I cannot close this conversation, Your Excellency, without telling you that I had cause to wonder about my identity recently. Was I no longer a son of Bayelsa? Am I laying claim to false credentials? Is it true that, once upon a time, I used to be speech writer to two Governors, one of whom became the President of Nigeria? Did I, or did I not, edit the state newspaper for four years? Was the identity card given to me as a pioneer civil servant of Bayelsa State a fake one? If not, why would anyone question what a court of competent jurisdiction has verified after five years of litigation?
These questions came to me when I received notice that the state government had appealed against the ruling of the Industrial Court, given in my favour one-and-a-half years ago. I told my wife that you were not aware of this latest development, and she said it was possible.
As a noble daughter of Kolokuma-Opokuma in her own right, she argued that her brethren are men of their words. When they make a promise, they keep it. She was referring, of course, to my meeting with you on 17 October 2024, and your directive that I should bring a one-page letter for you to endorse.
Besides, I have it on good authority that many respectable and influential opinion leaders are calling on you to intervene in your capacity as a governor with an executive fiat, to withdraw the appeal against the ruling of the court, and sort out the embattled civil servant. Let me add my voice to that resounding call, Your Excellency.
Fifteen years is a long time for a man to endure deprivation. Even Jacob laboured in the vineyard of Laban for 14 years before he could marry Rachel. The labourer deserves his wages, says the Scripture. Consider the faithful devotion of this particular civil servant in the early years of Bayelsa State. Consider the record of performance established by the same civil servant in question, in and out of government. More than anything else, consider the children.
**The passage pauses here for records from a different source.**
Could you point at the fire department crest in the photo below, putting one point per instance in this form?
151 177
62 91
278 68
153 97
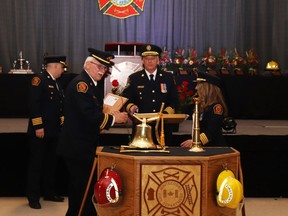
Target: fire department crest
121 8
170 190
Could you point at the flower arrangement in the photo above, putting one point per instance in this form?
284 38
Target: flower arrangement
193 61
115 87
165 58
238 61
209 60
180 58
185 95
223 59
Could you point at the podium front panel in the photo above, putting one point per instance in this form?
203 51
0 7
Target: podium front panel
179 183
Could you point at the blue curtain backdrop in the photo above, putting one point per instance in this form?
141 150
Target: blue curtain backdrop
69 27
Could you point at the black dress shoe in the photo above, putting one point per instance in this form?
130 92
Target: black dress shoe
54 198
35 205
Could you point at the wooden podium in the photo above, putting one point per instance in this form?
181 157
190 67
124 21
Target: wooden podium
178 183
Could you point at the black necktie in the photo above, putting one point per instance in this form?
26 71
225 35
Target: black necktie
151 78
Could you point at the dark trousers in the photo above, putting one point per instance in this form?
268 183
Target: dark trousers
79 173
42 167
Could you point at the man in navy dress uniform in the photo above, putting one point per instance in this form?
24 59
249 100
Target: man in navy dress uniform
84 119
147 89
45 121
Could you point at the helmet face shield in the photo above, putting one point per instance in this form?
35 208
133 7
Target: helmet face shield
229 190
108 188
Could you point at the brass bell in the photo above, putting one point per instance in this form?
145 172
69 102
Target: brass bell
143 137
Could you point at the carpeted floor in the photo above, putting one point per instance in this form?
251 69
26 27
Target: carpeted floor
17 206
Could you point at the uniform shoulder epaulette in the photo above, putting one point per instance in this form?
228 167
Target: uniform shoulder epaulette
218 109
82 87
35 81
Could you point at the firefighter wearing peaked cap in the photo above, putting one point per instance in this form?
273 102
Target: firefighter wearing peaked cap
212 110
146 94
45 121
84 120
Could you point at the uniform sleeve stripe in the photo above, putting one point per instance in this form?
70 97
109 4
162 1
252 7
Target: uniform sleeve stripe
204 138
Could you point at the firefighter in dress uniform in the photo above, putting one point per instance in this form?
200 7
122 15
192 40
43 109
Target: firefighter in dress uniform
45 121
212 110
84 119
148 88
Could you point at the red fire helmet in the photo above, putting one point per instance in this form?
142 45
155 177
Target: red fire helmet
108 188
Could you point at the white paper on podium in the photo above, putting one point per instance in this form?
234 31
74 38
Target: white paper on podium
121 72
113 103
111 100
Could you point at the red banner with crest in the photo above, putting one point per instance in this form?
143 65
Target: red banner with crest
121 9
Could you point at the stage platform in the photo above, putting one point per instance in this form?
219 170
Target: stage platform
263 147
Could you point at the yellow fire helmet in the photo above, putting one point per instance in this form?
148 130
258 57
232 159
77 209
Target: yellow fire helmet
229 190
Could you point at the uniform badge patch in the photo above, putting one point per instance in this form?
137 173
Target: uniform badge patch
35 81
218 109
82 87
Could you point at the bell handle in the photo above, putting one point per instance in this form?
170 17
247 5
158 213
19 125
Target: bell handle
157 123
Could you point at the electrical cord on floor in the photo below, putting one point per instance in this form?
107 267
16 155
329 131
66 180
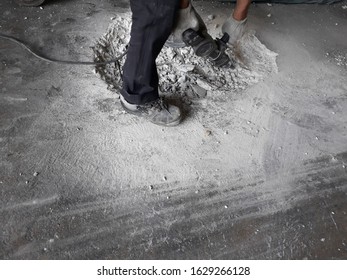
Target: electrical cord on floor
47 59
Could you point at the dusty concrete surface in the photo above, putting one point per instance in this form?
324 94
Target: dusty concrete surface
256 174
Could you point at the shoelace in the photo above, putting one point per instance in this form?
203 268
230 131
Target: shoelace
156 104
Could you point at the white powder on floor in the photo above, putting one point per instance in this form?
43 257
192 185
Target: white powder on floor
181 72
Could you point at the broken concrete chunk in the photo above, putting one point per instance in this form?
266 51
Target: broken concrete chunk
186 67
199 91
203 84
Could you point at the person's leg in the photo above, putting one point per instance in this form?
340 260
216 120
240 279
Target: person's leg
152 22
186 18
235 25
241 9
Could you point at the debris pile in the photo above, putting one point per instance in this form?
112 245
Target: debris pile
181 72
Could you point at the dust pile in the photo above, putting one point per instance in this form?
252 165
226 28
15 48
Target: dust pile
181 72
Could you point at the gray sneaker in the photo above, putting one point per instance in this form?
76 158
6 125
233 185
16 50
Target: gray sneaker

I couldn’t help but commend you for giving support to two small scale business proprietors recently, amounting to over N700 million, one earning N500 million, and the other over N200 million. Government is well advised to encourage local enterprise, yes. The gesture proves you to be blessed with what Shakespeare calls “the milk of human kindness”.
You do have a sense of sympathy, a good measure of compassion and fellow-feeling. For that reason, I enjoin you to remember this son of Bayelsa who has been denied his pay 15. His portion is not up to N100 million naira. It is not beyond you to reconsider your objection to the ruling of the court and act in his favour, if only for the sake of the children. Ultimately, I enjoin you to remember that, in the famous words of Dr Patience Goodluck Jonathan, ‘there is God’.